The non-paralyzed can walk, so why were things that let us swim like the fish and fly like the birds invented?
The non-blind can see, so why were devices that let us see millions of kilometers into space invented?
And guess what?
The inventors were often told that they were crazy. That their inventions would never work.
And that's what every foundation for the paralyzed that tells us to be happy we're not dead is telling me and you. That a cure is impossible and those who work for a cure are crazy.
But it's not true and I have science on my side in this argument and it ain’t just me who says so.
I leave you with the words of Dr. Wise Young on a recent talk in New Zealand.

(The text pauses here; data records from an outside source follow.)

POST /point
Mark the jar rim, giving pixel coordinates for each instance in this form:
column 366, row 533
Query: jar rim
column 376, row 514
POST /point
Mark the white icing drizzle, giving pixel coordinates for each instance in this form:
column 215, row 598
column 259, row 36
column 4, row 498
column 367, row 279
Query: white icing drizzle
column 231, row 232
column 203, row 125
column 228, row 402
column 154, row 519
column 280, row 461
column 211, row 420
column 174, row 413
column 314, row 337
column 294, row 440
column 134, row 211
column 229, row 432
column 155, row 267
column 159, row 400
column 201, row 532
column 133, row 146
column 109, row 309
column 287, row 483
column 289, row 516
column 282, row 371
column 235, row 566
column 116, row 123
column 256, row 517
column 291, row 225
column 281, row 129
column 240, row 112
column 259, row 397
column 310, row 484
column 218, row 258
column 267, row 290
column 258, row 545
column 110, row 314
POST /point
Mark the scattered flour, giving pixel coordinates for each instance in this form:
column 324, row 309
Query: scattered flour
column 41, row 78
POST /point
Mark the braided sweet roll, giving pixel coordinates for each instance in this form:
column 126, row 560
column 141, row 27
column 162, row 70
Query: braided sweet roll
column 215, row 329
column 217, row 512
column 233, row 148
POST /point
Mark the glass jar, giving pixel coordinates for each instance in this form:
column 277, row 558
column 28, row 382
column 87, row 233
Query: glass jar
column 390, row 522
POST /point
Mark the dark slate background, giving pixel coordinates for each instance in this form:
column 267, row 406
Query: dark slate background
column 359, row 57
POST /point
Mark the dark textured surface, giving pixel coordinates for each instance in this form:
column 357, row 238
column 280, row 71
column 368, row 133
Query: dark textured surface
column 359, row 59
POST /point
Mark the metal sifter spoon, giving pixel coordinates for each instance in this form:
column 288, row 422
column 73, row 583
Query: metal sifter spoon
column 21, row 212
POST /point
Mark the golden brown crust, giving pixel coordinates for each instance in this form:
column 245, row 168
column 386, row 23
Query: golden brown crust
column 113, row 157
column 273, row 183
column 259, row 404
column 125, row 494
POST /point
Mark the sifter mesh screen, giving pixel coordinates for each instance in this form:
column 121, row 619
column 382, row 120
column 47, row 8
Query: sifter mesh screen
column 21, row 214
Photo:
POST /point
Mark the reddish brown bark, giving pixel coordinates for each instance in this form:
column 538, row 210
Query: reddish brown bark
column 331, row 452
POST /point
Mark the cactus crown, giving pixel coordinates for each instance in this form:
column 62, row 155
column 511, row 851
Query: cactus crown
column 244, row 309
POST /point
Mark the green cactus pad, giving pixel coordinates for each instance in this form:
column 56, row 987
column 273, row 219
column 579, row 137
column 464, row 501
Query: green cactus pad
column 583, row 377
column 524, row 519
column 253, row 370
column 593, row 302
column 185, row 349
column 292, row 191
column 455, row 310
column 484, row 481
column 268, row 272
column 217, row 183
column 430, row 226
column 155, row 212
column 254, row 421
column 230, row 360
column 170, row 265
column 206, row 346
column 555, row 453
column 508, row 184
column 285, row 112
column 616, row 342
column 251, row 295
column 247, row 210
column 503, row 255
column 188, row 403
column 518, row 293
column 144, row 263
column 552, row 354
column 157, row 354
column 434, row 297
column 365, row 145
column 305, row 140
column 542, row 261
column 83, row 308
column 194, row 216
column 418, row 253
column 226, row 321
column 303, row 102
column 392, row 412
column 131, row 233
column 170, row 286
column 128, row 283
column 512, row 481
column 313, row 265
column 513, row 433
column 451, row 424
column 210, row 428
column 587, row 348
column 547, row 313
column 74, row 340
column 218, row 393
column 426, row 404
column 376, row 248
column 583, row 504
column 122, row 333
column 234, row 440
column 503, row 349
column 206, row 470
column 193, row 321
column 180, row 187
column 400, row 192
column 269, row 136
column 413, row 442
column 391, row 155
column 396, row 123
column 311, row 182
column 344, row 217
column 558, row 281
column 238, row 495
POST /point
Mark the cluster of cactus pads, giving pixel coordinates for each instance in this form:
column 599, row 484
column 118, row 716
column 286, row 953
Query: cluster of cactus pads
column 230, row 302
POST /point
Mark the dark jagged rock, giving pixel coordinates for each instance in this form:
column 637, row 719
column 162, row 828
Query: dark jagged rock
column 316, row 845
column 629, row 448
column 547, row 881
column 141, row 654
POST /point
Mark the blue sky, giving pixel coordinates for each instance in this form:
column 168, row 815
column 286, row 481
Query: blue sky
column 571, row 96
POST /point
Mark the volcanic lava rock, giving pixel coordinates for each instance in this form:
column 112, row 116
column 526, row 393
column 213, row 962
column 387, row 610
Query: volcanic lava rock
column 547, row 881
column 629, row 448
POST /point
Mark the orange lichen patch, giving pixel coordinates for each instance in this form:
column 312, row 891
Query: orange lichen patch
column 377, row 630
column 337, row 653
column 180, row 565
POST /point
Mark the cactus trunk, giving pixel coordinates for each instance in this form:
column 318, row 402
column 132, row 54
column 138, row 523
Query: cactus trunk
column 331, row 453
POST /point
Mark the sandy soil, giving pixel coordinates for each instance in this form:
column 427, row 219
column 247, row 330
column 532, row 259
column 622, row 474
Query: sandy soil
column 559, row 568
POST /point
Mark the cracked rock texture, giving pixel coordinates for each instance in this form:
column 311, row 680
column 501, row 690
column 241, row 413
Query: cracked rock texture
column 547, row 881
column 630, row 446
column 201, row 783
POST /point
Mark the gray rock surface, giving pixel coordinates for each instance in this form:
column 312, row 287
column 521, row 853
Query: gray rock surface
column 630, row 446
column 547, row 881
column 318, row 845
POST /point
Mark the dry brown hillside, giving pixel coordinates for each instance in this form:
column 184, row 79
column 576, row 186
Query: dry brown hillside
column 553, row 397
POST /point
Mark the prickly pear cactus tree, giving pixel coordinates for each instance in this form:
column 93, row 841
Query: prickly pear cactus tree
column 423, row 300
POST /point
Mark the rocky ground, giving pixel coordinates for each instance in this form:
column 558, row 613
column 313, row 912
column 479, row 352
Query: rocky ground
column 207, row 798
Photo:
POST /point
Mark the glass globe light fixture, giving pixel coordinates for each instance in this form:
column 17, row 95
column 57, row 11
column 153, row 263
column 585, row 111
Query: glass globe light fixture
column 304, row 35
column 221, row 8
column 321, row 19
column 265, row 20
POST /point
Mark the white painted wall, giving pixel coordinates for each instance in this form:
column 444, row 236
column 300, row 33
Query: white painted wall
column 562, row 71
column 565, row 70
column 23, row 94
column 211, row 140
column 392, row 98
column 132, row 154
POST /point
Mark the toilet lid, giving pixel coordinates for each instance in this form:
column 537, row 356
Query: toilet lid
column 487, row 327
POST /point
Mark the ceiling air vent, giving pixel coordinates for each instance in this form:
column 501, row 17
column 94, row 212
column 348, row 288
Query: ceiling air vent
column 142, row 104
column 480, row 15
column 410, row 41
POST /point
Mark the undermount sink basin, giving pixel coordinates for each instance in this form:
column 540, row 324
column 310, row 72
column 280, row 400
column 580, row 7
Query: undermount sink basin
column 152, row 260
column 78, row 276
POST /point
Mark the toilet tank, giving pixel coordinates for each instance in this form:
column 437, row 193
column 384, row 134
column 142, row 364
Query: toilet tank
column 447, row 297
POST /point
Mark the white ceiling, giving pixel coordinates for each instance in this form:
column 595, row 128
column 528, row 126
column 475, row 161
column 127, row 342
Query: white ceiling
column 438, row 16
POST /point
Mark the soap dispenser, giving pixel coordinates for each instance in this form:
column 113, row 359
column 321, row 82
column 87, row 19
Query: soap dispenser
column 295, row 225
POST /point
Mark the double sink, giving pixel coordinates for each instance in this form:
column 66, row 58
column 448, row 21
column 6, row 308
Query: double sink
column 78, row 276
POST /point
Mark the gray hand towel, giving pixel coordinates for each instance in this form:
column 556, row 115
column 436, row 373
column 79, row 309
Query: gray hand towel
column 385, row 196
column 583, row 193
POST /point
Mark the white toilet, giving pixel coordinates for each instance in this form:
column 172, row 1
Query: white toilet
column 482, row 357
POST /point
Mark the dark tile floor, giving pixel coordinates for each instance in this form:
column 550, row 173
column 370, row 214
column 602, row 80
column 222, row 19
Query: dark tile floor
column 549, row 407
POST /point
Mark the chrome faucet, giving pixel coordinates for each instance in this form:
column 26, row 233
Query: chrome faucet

Dr. Young is the founding director of the W M Keck Center for Collaborative Neuroscience and a professor at Rutgers, the State University of New Jersey and is currently conducting clinical trials in spinal cord regeneration.
“It’s achievable not just within our lifetime, but within a few years. I believe we can fix a person enough so that someone who doesn’t know them wouldn’t know that that person has a spinal cord injury. To me that’s a cure!”